On craint également que les tests MCED n'entraînent des surdiagnostics de cancers asymptomatiques à faible risque qu'il vaut mieux ne pas détecter. Cela s'est produit avec le dépistage du cancer de la prostate. Auparavant, les directives recommandaient que tous les hommes âgés de 55 à 69 ans passent régulièrement des tests sanguins pour déterminer leur taux de PSA, une protéine produite par le tissu prostatique cancéreux et non cancéreux. Mais aujourd'hui, la recommandation est plus nuancée, le dépistage étant suggéré sur une base individuelle qui tient compte des préférences personnelles.

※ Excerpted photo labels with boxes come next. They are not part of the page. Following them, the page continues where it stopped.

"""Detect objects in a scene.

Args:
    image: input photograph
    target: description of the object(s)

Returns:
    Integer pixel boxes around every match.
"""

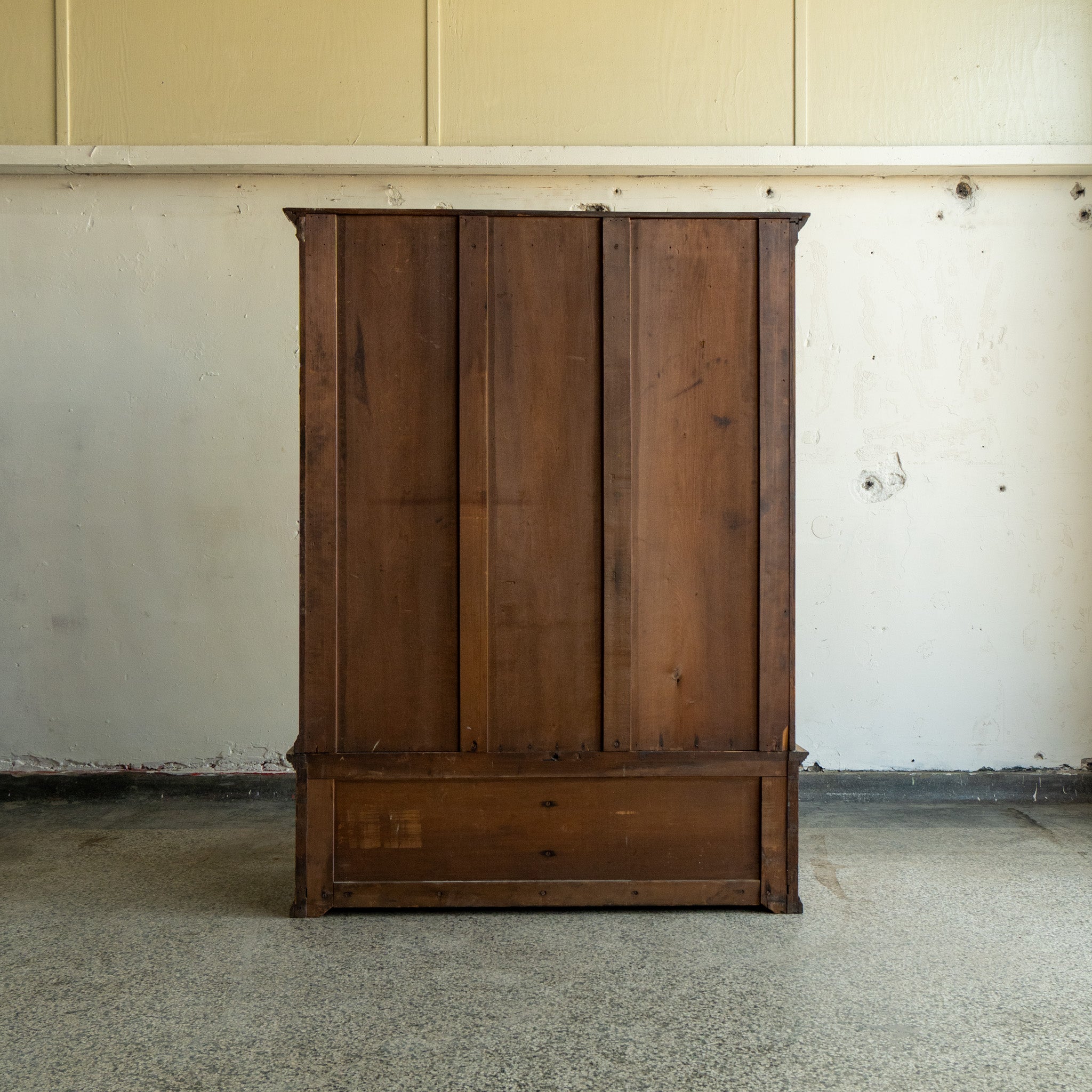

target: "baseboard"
[0,770,1092,806]
[0,770,296,802]
[800,770,1092,805]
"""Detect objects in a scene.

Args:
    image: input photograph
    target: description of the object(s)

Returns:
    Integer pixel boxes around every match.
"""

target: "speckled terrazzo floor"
[0,801,1092,1092]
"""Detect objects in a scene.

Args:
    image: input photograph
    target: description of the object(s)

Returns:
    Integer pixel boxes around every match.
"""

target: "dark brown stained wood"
[761,777,789,914]
[785,751,804,914]
[292,777,334,917]
[459,216,489,751]
[631,220,758,750]
[299,215,338,751]
[282,208,812,226]
[603,218,632,750]
[303,750,786,782]
[291,210,806,916]
[758,220,796,751]
[488,218,603,751]
[335,777,760,882]
[334,880,759,908]
[339,216,459,751]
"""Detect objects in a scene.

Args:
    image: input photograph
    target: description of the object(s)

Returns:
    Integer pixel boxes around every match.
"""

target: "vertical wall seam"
[793,0,808,144]
[425,0,442,144]
[53,0,72,144]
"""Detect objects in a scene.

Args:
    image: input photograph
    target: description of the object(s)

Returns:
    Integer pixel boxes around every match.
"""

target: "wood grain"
[761,777,789,914]
[335,777,760,881]
[488,218,603,751]
[334,879,759,908]
[293,211,804,916]
[299,215,338,751]
[758,220,796,750]
[303,750,786,781]
[290,777,334,917]
[632,220,758,750]
[339,216,459,751]
[603,218,633,750]
[459,216,491,751]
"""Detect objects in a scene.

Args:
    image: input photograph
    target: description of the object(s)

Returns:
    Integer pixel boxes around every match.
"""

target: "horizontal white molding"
[0,144,1092,177]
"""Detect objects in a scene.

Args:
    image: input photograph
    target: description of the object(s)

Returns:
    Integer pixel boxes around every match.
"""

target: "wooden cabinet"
[290,211,806,916]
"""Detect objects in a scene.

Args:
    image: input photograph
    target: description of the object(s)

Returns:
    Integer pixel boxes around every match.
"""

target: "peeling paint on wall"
[855,451,906,504]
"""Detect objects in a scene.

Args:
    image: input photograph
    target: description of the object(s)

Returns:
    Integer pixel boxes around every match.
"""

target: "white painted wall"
[0,177,1092,769]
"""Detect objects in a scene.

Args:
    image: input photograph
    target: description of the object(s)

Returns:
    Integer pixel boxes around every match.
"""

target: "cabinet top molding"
[284,206,812,228]
[0,144,1092,177]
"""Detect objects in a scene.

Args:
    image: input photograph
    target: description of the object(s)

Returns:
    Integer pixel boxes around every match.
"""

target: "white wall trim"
[0,144,1092,177]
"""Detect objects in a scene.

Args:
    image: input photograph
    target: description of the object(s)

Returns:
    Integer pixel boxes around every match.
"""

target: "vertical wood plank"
[459,216,491,751]
[785,756,804,914]
[487,216,603,751]
[760,777,789,914]
[758,220,796,751]
[338,215,459,752]
[603,216,633,750]
[298,214,339,753]
[631,218,759,750]
[303,778,334,917]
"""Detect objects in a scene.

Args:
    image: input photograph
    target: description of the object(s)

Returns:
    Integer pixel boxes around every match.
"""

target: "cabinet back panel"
[631,220,759,750]
[488,218,603,751]
[338,216,459,751]
[334,777,760,881]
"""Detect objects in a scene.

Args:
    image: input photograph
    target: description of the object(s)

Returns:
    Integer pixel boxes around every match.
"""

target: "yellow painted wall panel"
[70,0,425,144]
[0,0,57,144]
[439,0,793,144]
[799,0,1092,144]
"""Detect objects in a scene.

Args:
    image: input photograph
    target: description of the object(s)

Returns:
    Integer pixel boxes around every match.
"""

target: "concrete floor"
[0,800,1092,1092]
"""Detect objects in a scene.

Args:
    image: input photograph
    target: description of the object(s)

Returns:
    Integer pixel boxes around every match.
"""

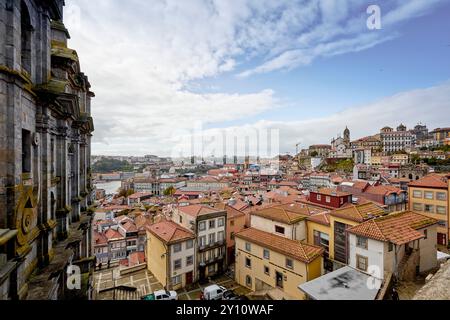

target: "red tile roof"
[330,202,385,222]
[122,221,138,232]
[235,228,324,264]
[316,188,352,197]
[128,192,153,199]
[308,212,330,226]
[348,211,438,245]
[94,231,108,245]
[225,205,245,219]
[105,228,124,240]
[147,221,195,244]
[252,207,307,224]
[128,251,145,266]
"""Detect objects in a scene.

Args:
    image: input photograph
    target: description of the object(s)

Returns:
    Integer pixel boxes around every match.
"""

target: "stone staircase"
[102,285,152,300]
[398,250,420,281]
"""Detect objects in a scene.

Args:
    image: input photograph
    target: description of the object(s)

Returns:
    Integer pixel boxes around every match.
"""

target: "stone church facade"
[0,0,95,300]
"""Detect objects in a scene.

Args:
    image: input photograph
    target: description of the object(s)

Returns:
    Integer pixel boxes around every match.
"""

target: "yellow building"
[408,173,450,246]
[147,221,196,290]
[307,202,386,271]
[235,228,324,300]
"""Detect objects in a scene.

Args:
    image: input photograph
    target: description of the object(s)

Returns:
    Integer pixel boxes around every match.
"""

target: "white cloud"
[65,0,446,154]
[171,81,450,157]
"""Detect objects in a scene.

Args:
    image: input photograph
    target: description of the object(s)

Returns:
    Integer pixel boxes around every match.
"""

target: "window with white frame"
[286,258,294,269]
[413,190,422,199]
[173,259,183,270]
[436,192,447,201]
[245,276,252,287]
[436,206,447,214]
[173,243,181,253]
[245,258,252,269]
[172,275,181,286]
[198,236,206,247]
[356,236,368,249]
[209,233,216,244]
[424,191,434,200]
[356,255,368,271]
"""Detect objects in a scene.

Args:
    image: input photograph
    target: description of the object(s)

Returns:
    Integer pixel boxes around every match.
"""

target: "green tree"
[92,158,133,173]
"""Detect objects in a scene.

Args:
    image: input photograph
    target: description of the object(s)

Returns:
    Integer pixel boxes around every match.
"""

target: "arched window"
[20,1,33,74]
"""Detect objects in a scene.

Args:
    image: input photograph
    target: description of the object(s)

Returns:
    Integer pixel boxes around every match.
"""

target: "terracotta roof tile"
[147,221,195,244]
[308,212,330,226]
[178,204,221,217]
[105,228,124,240]
[408,173,448,189]
[252,207,306,224]
[317,188,352,197]
[235,228,324,263]
[330,202,385,222]
[348,211,437,245]
[226,205,245,219]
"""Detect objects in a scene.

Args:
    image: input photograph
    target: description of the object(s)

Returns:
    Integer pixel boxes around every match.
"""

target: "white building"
[381,124,413,153]
[172,205,227,280]
[348,211,437,279]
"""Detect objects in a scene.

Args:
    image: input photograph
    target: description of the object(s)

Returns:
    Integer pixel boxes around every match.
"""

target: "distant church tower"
[344,127,350,147]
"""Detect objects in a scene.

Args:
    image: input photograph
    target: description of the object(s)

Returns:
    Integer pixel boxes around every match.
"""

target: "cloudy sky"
[65,0,450,156]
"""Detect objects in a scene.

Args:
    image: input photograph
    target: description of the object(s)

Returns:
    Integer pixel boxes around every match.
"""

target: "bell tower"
[344,127,350,146]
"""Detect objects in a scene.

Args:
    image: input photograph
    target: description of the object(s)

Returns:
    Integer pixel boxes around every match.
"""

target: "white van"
[200,284,227,300]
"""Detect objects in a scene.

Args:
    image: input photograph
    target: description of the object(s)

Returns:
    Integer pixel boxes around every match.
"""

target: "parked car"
[222,290,240,300]
[200,284,227,300]
[141,290,178,301]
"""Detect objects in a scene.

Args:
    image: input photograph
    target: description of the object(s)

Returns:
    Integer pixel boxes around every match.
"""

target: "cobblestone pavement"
[94,267,251,300]
[94,267,163,300]
[177,275,252,300]
[397,276,425,300]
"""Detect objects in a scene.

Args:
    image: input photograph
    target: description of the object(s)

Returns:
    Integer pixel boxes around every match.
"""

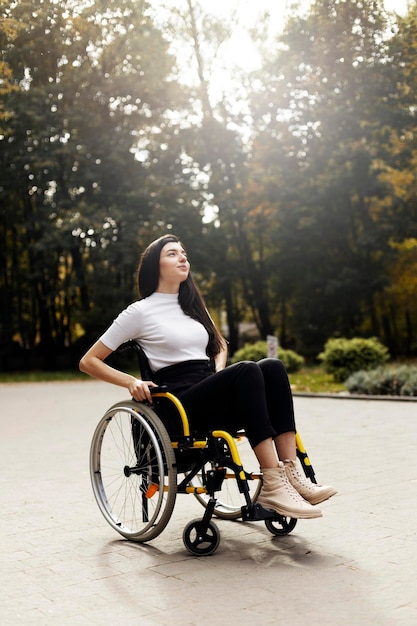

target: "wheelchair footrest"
[242,502,278,522]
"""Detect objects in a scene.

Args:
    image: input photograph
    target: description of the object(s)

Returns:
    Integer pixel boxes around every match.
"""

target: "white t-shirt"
[100,292,209,372]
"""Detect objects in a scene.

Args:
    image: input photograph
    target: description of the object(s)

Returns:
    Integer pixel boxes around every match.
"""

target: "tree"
[0,0,180,367]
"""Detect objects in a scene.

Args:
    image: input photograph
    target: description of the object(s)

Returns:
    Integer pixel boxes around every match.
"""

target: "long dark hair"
[138,235,225,358]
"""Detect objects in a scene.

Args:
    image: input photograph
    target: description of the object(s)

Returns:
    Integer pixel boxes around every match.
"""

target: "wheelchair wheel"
[182,519,220,556]
[191,437,262,520]
[265,515,297,537]
[90,400,177,542]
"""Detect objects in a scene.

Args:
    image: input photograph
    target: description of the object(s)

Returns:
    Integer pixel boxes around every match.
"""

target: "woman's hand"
[127,378,158,403]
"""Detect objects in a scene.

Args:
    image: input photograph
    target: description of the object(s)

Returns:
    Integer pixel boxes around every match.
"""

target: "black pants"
[154,359,295,447]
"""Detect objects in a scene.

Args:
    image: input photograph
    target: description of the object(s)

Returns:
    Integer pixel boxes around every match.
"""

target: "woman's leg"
[179,362,321,519]
[258,359,336,504]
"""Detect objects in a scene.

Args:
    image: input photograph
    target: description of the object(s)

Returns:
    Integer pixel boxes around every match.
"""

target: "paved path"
[0,381,417,626]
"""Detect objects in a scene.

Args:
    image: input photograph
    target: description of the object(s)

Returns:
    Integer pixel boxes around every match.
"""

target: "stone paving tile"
[0,381,417,626]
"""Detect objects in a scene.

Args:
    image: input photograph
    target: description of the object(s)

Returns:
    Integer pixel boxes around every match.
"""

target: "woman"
[80,235,336,519]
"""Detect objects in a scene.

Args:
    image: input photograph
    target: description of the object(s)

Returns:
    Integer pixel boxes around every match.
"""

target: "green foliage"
[345,365,417,396]
[232,341,304,373]
[318,337,389,382]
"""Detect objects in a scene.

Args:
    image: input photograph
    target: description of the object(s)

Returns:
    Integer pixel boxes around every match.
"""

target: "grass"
[289,366,346,393]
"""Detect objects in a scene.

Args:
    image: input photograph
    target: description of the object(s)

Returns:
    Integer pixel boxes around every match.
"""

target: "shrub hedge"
[318,337,389,382]
[345,365,417,396]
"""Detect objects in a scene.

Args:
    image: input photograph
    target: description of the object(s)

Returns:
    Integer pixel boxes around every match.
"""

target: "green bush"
[345,365,417,396]
[231,341,304,374]
[318,337,389,382]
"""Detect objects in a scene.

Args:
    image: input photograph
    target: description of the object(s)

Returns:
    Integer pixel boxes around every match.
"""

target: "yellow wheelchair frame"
[90,342,315,556]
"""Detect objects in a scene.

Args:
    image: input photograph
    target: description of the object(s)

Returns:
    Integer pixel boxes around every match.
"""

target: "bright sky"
[150,0,409,99]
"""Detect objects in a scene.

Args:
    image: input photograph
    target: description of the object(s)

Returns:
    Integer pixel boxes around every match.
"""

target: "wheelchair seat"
[90,341,315,556]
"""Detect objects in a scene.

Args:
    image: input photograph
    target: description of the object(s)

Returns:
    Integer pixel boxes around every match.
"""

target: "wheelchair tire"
[182,519,220,556]
[192,437,262,520]
[265,515,297,537]
[90,400,177,542]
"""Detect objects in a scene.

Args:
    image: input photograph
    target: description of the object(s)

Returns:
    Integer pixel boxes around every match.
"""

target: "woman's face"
[157,241,190,293]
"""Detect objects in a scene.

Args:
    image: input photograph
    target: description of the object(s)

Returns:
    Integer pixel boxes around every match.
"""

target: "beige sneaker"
[284,459,337,504]
[257,463,322,519]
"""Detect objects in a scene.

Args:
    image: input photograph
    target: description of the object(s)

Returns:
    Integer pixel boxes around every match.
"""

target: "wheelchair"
[90,341,316,556]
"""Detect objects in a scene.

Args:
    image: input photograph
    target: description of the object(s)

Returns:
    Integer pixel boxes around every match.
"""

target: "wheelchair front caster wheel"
[265,515,297,537]
[182,519,220,556]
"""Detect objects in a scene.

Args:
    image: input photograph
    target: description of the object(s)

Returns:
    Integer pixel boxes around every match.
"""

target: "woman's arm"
[214,341,228,372]
[80,340,157,402]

Une autre préoccupation est que les tests supplémentaires pour confirmer les résultats positifs de l'ECDM seront coûteux et constitueront une charge pour le système médical, en particulier si un scanner du corps entier est nécessaire. Le coût d'une IRM, par exemple, peut s'élever à plusieurs milliers de dollars. Les patients qui obtiennent un résultat positif au test MCED mais qui ne sont pas en mesure de confirmer la présence d'un cancer après une imagerie approfondie et d'autres tests de suivi peuvent développer une anxiété permanente à l'idée d'un diagnostic potentiellement manqué et continuer à passer des tests coûteux à la recherche infructueuse d'une tumeur."

Article de Brenna Miller, Lown Institute

Pour terminer nous vous proposons le  résumé en français des faits, rédigé par Brenna Miller, spécialiste de la communication en matière de santé à l'Institut Lown. Elle est titulaire d'une maîtrise en santé publique de la faculté de médecine de l'université Tufts.

Le Lown Institute est "groupe de réflexion non partisan qui défend des idées audacieuses pour un système de santé juste et attentionné."

L'auteure fait référence à la société Theranos, qui était une entreprise américaine dans le domaine des technologies de la santé, censée développer les premiers tests de biopsies liquides, mais sans évaluation indépendante ni publication scientifique, et dont les dirigeants ont été inculpés finalement en 2018 pour fraude massive.

Medicare doit-il couvrir les tests sanguins pour le dépistage du cancer ?

Par Brenna Miller | 5 juillet 2022

Le Congrès envisage d'adopter la loi sur la couverture du dépistage précoce des cancers multiples par Medicare, qui obligerait Medicare à payer les tests de dépistage précoce des cancers multiples. Détecter le cancer à un stade précoce par des tests sanguins avant que le cancer ne se soit propagé semble raisonnable - mais les experts en surconsommation avertissent que l'adoption de cette nouvelle technologie sans réflexion approfondie pourrait en fait faire plus de mal que de bien. Alors que certains défenseurs des patients ont plaidé auprès du Congrès pour qu'il approuve la couverture par Medicare, il convient d'examiner les inconvénients potentiels de ces tests de dépistage multicancer.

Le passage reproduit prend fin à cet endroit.